From the recent lows in December, crude oil has returned about twice that of U.S. stocks. Let’s explore the issue with the help of a chart.

Chart

Please click here for an annotated chart of crude oil ETF USO.  Those with more sophistication may consider using a chart of oil futures CLK9.  Futures present a significant advantage over ETFs but aren’t suitable for most investors.

Please note the following:

• The top pane in the chart is oil ETF USO.

• The bottom pane in the chart is ETF SPY, which represents the S&P 500 Index SPX.  Similar conclusions can be drawn by comparing crude oil with the Dow Jones Industrial Average DJIA, Nasdaq 100 ETF QQQ and small-cap ETF IWM.
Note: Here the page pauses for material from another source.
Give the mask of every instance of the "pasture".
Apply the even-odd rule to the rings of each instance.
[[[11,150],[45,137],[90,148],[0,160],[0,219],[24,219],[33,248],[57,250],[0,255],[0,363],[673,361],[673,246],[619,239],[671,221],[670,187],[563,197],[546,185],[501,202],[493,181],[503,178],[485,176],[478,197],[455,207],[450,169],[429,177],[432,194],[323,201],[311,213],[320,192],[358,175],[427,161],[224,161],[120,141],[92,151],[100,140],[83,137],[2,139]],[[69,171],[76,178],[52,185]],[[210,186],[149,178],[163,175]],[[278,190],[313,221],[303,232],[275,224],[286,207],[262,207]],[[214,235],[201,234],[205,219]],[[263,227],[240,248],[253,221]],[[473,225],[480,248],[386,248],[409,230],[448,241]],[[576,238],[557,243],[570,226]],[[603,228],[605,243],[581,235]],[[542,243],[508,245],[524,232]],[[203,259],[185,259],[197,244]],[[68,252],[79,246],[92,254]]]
• The chart shows that The Arora Report gave a buy signal on crude oil the day after Christmas, which was the low of this cycle.

• The chart shows that since the Arora buy signal, oil ETF USO has produced a return of 44.6%.

• We are still holding a partial quantity, as we’ve taken partial profits. There have been many other signals on oil to manage the position and reduce risk.

• In terms of return, crude oil has either beaten or provided comparable returns to popular stocks such as Amazon AMZN, Apple AAPL, Netflix NFLX and Google GOOG, GOOGL.

• The chart shows that The Arora Report gave a buy signal on the stock market on Christmas Eve. That turned out to be the low of this stock market cycle. Since then, the stock market has returned 22.7%.

• The chart shows that the resistance in the stock market is very near. This indicates higher risk.

• The chart indicates that oil can move up a significant amount before reaching major resistance. This indicates a potentially more lucrative opportunity in oil than in stocks.

• RSI (relative strength index) in oil is overbought. This indicates a high potential of a short-term pullback in crude oil.